Una decina d’anni fa (suppergiù), scrissi la poesia che
segue. Ho l’impressione che il tema sia proprio quello del dialoghetto di
Abate. Samizdat e il Poeta invisibile sono convinti o no dell’esistenza di una
scala? Mi pare di no. Mi pare che riducano tutto ad un problema di occupazione
di potere (delle redazioni dei giornali, dell’industria editoriale, della
“visibilità”…). Il problema esiste, ma c’è poco da illudersi. Se Samizdat non
fosse ridotto a riordinare macerie e il Poeta invisibile fosse assunto nella candida rosa dei Nobel, si abolirebbe la
scala? Penso di no. Perciò la poesia s’interroga sulla natura di questa scala…

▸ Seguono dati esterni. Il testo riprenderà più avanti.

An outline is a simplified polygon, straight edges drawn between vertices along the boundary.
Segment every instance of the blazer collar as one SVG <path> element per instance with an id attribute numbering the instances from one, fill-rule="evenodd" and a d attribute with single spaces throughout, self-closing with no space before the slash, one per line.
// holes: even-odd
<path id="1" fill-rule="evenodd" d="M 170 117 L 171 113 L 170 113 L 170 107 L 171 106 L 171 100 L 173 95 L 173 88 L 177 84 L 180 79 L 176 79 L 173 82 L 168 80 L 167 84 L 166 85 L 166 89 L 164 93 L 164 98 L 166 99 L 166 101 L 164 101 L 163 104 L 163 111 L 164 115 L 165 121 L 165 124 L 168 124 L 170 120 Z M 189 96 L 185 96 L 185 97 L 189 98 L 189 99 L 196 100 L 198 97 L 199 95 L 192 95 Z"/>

Così vid' i' adunar la bella
scola
di quel segnor de l'altissimo
canto
che sovra li altri com'
aquila vola.
Inferno, IV,
94-96
C’è una scala, si vede. La puoi
liberamente disegnare.
L’ultimo
gradino non è mai l’ultimo. E’ avvolto nella nebbia.
Tu sai e
non sai fin dove ti puoi spingere.
La scala
c’è. Edificata nel tempo e nello spazio.
Puoi
osservare un gradino centimetro per centimetro e descriverlo.
Puoi dargli
un nome: il Vento del Presente.
Parole-chiave,
rime delle palpebre e delle labbra,
giri di
frasi, catene di significati, lime sentimentali.
L’endoscopio
puoi farlo risalire fino alla flessura epatica.
Il paziente
– chi? Io, tu, noi tutti – riferirà non il dolore
ma la
dolorabilità. E, quando l’avvisterà la telecamera,
come
Colombo, dirà: E’ lì, è lì il noto polipo plurilobato!
Ricamato
come foglia di quercia. E’ lì, a larga base d’impianto.